Si le sorbet est plaisir de prince, il est aussi gourmandise du peuple grâce aux nombreux marchands ambulants qui proposent de la « neige ». L’art du sorbet se transmet en Sicile où les Arabes se servent des neiges de l’Etna pour concocter de délicieux mélanges. Puis en Andalousie où se crée une corporation de marchands de glace qui vont la chercher dans la Sierra Nevada et la rapportent à Séville, Grenade et Cordoue cassée en blocs et protégée par des copeaux de bois, du sel et des sacs de jute. Il était de règle de boire froid dans le royaume arabo-andalou, mais le sorbet est aussi un médicament, prôné par les médecins arabes. Ainsi le sorbet au citron « coupe la soif et allège le ventre », et il est recommandé contre la jaunisse.

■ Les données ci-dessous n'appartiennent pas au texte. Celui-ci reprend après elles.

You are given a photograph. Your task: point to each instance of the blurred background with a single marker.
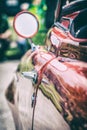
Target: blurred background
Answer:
(11, 45)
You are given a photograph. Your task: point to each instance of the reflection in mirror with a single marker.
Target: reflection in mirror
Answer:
(25, 24)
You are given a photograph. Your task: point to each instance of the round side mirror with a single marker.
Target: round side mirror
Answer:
(25, 24)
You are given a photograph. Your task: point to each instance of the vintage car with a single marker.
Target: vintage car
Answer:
(58, 69)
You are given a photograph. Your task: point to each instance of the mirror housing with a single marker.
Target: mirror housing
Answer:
(25, 24)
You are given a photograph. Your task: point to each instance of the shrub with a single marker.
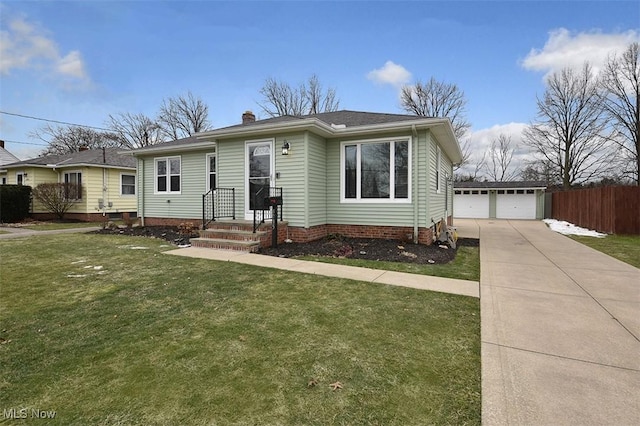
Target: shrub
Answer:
(15, 202)
(57, 198)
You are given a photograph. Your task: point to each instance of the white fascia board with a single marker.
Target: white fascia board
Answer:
(159, 149)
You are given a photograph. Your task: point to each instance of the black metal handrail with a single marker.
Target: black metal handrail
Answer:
(262, 202)
(218, 203)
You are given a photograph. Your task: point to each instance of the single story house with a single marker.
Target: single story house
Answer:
(5, 158)
(107, 180)
(499, 200)
(345, 172)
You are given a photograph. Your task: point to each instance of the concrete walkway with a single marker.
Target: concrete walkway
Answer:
(422, 282)
(560, 329)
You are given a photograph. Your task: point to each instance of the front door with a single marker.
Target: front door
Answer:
(259, 164)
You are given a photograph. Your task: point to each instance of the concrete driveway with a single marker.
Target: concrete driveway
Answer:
(560, 329)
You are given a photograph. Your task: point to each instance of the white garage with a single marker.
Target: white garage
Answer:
(498, 200)
(516, 204)
(471, 204)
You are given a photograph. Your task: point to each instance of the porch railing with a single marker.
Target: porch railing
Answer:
(219, 203)
(263, 200)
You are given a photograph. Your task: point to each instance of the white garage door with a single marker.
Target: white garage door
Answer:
(471, 204)
(516, 204)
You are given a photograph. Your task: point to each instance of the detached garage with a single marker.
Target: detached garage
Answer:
(498, 200)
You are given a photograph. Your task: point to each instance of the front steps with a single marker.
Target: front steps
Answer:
(235, 235)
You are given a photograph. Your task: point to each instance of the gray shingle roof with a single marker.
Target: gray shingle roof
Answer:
(6, 157)
(499, 185)
(346, 117)
(94, 157)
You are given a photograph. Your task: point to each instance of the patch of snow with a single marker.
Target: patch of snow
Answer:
(567, 228)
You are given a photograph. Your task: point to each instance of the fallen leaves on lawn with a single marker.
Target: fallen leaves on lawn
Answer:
(336, 386)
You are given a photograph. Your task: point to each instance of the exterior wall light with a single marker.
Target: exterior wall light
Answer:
(285, 148)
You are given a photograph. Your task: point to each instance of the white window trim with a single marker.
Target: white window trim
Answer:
(359, 200)
(155, 175)
(78, 172)
(207, 157)
(135, 184)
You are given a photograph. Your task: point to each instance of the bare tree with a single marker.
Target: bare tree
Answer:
(280, 98)
(437, 99)
(135, 130)
(569, 128)
(620, 79)
(68, 139)
(183, 116)
(500, 156)
(57, 198)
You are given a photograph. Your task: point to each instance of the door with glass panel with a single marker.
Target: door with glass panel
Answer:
(259, 164)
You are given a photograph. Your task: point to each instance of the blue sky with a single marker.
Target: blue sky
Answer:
(80, 61)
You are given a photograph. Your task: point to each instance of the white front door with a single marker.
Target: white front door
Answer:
(259, 171)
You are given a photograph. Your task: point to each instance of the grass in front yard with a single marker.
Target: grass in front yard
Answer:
(466, 265)
(106, 329)
(623, 247)
(50, 226)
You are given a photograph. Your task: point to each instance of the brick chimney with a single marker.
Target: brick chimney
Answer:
(248, 117)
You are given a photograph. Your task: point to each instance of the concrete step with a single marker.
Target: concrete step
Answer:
(232, 234)
(225, 244)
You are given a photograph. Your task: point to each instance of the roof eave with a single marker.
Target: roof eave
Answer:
(159, 149)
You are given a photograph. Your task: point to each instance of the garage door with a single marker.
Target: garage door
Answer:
(516, 204)
(471, 204)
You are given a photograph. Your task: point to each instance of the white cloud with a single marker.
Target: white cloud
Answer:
(390, 73)
(25, 46)
(566, 49)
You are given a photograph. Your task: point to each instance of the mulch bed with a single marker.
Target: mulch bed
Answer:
(371, 249)
(331, 246)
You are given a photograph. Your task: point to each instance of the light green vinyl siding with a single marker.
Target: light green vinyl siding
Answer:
(188, 203)
(436, 209)
(316, 180)
(293, 170)
(362, 213)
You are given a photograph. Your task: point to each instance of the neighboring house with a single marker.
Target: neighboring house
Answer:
(499, 200)
(107, 181)
(347, 172)
(5, 158)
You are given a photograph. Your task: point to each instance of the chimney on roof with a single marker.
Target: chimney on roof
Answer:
(248, 117)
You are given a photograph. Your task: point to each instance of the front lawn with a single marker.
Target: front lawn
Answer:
(623, 247)
(106, 329)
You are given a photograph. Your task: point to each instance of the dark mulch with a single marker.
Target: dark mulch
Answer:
(168, 233)
(331, 246)
(370, 249)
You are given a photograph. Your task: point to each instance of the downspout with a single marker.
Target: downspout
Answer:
(416, 178)
(140, 179)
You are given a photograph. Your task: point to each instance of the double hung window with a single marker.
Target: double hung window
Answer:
(73, 185)
(376, 170)
(167, 173)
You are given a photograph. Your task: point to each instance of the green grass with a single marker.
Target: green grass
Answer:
(50, 226)
(466, 265)
(103, 331)
(623, 247)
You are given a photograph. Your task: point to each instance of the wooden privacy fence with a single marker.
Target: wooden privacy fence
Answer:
(611, 209)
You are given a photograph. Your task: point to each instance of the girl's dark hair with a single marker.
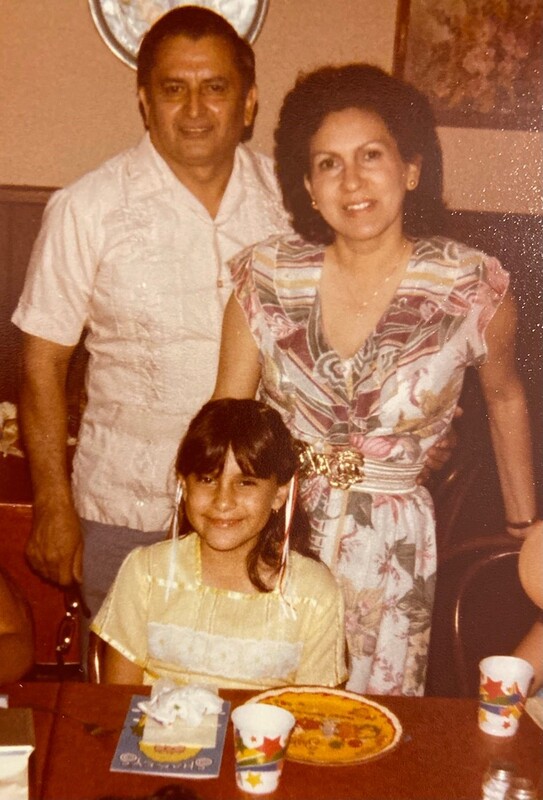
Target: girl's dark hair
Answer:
(406, 113)
(194, 22)
(263, 448)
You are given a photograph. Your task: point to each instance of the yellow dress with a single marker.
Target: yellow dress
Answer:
(201, 634)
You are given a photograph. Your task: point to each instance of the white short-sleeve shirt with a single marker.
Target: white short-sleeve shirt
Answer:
(128, 253)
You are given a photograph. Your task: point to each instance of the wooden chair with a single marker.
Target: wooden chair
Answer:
(481, 609)
(95, 658)
(55, 612)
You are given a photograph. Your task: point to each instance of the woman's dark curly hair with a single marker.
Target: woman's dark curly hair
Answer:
(263, 448)
(406, 113)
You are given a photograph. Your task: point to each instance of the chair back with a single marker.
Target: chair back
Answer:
(55, 612)
(480, 610)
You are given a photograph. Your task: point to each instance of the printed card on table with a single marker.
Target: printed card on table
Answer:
(178, 751)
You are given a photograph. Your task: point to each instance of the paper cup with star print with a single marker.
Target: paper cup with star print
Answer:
(261, 734)
(504, 684)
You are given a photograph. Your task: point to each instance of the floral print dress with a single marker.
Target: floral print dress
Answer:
(390, 402)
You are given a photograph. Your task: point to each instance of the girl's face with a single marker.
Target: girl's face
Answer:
(357, 176)
(229, 510)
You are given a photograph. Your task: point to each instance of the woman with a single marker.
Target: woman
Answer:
(359, 329)
(530, 567)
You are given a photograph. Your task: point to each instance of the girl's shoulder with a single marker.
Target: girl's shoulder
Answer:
(310, 576)
(156, 558)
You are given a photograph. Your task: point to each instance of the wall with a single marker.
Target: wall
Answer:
(70, 103)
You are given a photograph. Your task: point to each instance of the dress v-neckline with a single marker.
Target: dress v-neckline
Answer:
(319, 318)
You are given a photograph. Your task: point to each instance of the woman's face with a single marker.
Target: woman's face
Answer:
(228, 510)
(357, 177)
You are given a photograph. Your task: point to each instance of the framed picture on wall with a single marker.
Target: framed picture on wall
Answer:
(479, 61)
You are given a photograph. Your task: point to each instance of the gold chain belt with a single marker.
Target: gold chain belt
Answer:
(342, 468)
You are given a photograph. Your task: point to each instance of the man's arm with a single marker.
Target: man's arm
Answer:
(239, 368)
(509, 419)
(55, 545)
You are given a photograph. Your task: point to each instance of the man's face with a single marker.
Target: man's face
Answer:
(194, 106)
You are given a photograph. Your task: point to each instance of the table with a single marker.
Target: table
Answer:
(442, 755)
(43, 699)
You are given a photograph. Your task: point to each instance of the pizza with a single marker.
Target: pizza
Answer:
(333, 726)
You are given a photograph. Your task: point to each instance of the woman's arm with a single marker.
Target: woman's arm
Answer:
(239, 368)
(509, 419)
(118, 669)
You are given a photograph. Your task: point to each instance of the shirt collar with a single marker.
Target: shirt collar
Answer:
(149, 174)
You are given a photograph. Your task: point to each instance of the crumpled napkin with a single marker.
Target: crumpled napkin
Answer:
(170, 702)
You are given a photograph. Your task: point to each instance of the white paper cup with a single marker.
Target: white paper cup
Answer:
(502, 692)
(261, 734)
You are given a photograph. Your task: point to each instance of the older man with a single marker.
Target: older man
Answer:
(136, 252)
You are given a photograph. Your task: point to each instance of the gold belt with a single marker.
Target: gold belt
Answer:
(342, 467)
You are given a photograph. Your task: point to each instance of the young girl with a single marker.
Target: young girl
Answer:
(227, 604)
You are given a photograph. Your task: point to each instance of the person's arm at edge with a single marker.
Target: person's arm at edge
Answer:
(55, 546)
(509, 419)
(531, 650)
(238, 373)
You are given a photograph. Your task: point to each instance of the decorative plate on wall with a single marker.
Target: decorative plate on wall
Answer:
(122, 23)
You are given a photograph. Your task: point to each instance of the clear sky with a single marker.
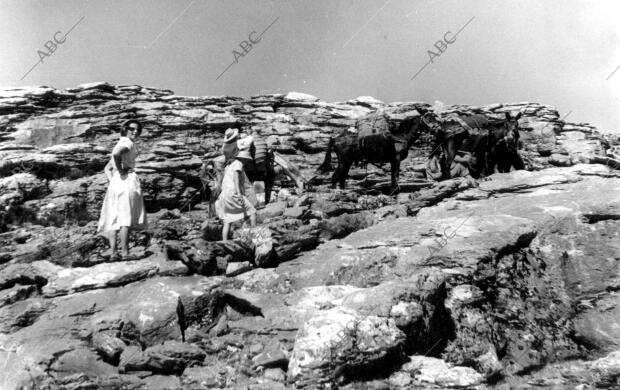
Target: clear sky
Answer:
(558, 52)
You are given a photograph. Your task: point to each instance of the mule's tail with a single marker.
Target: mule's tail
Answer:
(326, 166)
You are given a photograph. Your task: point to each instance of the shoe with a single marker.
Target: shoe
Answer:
(129, 257)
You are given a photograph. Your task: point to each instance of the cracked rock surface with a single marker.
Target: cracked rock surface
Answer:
(511, 282)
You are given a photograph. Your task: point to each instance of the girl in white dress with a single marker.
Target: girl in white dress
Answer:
(123, 206)
(237, 199)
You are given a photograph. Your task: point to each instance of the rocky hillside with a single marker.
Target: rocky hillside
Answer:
(511, 281)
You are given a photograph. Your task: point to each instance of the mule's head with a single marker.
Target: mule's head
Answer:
(430, 124)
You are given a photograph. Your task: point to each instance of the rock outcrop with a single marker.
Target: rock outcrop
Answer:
(509, 281)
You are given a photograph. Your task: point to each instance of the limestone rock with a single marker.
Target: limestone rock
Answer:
(339, 342)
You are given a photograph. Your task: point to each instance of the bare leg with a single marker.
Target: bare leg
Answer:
(253, 220)
(225, 231)
(125, 240)
(112, 240)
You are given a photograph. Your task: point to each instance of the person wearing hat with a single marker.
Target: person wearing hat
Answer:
(433, 165)
(247, 152)
(237, 199)
(123, 206)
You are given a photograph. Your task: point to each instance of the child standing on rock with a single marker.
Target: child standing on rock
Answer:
(237, 199)
(123, 206)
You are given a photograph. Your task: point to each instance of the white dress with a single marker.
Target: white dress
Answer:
(229, 208)
(123, 204)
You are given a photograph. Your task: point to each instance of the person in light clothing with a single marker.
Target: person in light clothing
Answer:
(123, 205)
(237, 199)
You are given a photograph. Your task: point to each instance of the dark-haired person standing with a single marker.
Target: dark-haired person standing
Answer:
(123, 206)
(237, 199)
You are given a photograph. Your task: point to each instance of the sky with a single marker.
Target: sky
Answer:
(562, 53)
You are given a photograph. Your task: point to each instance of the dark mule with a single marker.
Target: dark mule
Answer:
(262, 171)
(503, 151)
(492, 142)
(374, 143)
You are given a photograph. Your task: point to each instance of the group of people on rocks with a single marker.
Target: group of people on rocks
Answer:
(123, 207)
(462, 164)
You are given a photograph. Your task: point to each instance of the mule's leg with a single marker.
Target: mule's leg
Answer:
(449, 152)
(517, 161)
(395, 170)
(337, 174)
(269, 179)
(345, 172)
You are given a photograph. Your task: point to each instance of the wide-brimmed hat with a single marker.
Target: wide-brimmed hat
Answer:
(230, 135)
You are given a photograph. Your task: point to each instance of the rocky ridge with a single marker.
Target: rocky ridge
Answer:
(511, 282)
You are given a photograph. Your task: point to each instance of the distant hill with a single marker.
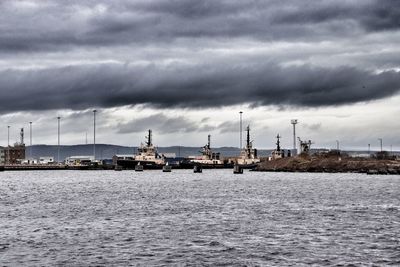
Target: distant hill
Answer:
(105, 151)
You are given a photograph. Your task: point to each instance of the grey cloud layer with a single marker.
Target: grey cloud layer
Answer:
(79, 87)
(184, 32)
(54, 24)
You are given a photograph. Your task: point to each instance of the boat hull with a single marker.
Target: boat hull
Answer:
(190, 165)
(147, 165)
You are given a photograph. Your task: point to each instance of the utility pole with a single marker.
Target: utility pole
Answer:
(94, 134)
(8, 135)
(58, 139)
(240, 143)
(381, 141)
(30, 139)
(294, 122)
(8, 144)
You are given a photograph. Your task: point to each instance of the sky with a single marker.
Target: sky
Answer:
(185, 68)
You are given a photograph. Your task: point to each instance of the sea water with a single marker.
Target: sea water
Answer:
(81, 218)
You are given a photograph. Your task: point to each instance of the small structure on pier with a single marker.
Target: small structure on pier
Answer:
(278, 153)
(305, 146)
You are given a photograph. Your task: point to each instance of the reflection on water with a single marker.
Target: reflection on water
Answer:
(213, 218)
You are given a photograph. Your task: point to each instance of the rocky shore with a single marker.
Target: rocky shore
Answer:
(332, 164)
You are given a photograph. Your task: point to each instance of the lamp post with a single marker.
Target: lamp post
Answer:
(94, 134)
(58, 138)
(381, 141)
(8, 135)
(8, 144)
(294, 122)
(30, 139)
(240, 143)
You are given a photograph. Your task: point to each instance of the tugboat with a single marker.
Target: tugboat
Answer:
(208, 159)
(197, 169)
(147, 157)
(278, 153)
(138, 167)
(248, 158)
(167, 168)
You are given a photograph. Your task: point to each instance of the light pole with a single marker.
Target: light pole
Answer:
(58, 143)
(8, 144)
(94, 134)
(294, 122)
(8, 135)
(381, 141)
(30, 139)
(240, 143)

Le sorbet et l’Occident.Les Croisés avaient fait connaissance avec le sorbet dans leurs pérégrinations en terres arabes, mais la mode n’avait pas pris. Il faut attendre la Renaissance pour que vienne le goût du froid. Les Espagnols et les Italiens furent les premiers à faire rafraîchir le vin dans de la glace ou à le mélanger avec de la « neige ». Ce qui provoqua moult polémiques sur les dangers de « boire à la glace ». Hérésie pour ceux qui pensaient que le vin se transformait immédiatement en sang et devait donc être bu chaud. Certains médecins rappellent les préceptes de Galien (médecin grec du ii e siècle) : « L’eau de neige est dure, elle empêche la digestion et la liberté de l’urine, elle suscite des convulsions et donne des saignées de nez. »
Sorbets florentins.En 1538, lors de la signature d’un traité de paix à Nice, le pape offre à François I erdu vin rafraîchi à la neige. Cette nouvelle pratique va vite se diffuser, d’autant que la mode est à l’Italie. Catherine de Médicis, devenue reine de France, a connu les festivités de la cour des Médicis à Florence, notamment un concours de plats les plus inattendus où se distingua un certain Ruggieri en créant de véritables monuments en crème glacée.
Un autre Florentin, Bernardo Buontalenti, fit beaucoup pour l’art de la glace. Peintre et sculpteur de talent, cuisinier à ses heures et organisateur de fêtes et de spectacles à la cour, il s’illustra en régalant de glaces les trois cents convives du mariage de Marie de Médicis et Henri IV. En Italie, le sorbet n’est pas qu’une fantaisie de cour. Dès le début du xvii eil commence à courir les rues de Florence et de Venise avec les botteghe delle acque e dei ghiacci(boutiques d’eau et de glaces).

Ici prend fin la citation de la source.